Endocrine. 2024 Apr 27. doi: 10.1007/s12020-024-03836-x. Online ahead of print.

Abstract

Purpose: To perform an extensive exploratory analysis to build a deeper insight into clinically relevant molecular biomarkers in Papillary, Follicular, and Anaplastic thyroid carcinomas (PTC, FTC, ATC).

Methods: Thirteen Thyroid Cancer (THCA) datasets incorporating PTC, FTC, and ATC were derived from the Gene Expression Omnibus. Genes differentially expressed (DEGs) between THCA and normal were identified and subjected to GO and KEGG analyses. Multiple topological properties were harnessed and protein-protein interaction (PPI) networks were constructed to identify the hub genes followed by survival analysis and validation.

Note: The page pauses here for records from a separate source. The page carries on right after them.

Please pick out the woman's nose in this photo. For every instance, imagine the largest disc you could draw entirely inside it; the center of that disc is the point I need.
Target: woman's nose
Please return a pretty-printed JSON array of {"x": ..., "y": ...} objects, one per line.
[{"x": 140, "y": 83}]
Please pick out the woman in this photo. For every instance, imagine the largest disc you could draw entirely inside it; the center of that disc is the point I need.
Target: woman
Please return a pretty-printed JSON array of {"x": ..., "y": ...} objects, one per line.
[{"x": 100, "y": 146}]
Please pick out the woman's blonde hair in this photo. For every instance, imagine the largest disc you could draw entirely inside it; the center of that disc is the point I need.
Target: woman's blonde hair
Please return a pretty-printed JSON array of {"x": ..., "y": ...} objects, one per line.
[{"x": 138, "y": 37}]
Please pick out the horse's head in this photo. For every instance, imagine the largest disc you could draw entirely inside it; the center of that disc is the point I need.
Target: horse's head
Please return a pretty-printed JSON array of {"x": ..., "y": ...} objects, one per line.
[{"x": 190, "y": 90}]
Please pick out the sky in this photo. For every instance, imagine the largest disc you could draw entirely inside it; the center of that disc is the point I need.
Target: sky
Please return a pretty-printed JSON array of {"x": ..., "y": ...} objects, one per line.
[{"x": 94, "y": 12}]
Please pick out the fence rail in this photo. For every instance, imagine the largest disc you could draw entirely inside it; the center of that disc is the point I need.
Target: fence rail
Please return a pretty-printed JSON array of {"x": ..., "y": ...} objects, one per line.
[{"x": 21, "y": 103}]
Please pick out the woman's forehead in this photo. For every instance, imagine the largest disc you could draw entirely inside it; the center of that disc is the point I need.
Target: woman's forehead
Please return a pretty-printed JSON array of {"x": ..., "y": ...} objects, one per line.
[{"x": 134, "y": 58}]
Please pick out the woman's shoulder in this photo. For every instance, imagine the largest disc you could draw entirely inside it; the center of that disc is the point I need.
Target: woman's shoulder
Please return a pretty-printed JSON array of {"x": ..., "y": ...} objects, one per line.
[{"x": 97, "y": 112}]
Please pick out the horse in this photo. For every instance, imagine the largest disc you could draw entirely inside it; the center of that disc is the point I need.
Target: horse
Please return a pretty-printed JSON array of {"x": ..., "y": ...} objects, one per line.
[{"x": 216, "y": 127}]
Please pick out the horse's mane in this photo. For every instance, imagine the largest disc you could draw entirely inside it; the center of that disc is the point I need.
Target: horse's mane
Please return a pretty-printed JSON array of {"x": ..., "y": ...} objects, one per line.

Results: There were 70, 87, and 377 DEGs, and 23, 27, and 53 hub genes for PTC, FTC, and ATC samples, respectively. Survival analysis detected 39 overall and 49 relapse-free survival-relevant hub genes. Six hub genes, BCL2, FN1, ITPR1, LYVE1, NTRK2, TBC1D4, were found common to more than one THCA type. The most significant hub genes found in the study were: BCL2, CD44, DCN, FN1, IRS1, ITPR1, MFAP4, MKI67, NTRK2, PCLO, TGFA. The most enriched and significant GO terms were Melanocyte differentiation for PTC, Extracellular region for FTC, and Extracellular exosome for ATC. Prostate cancer for PTC was the most significantly enriched KEGG pathway. The results were validated using TCGA data.

Conclusions: The findings unravel potential biomarkers and therapeutic targets of thyroid carcinomas.

Keywords: GEO; Gene expression analysis; Microarray; RNA-seq data; Statistical learning; TCGA.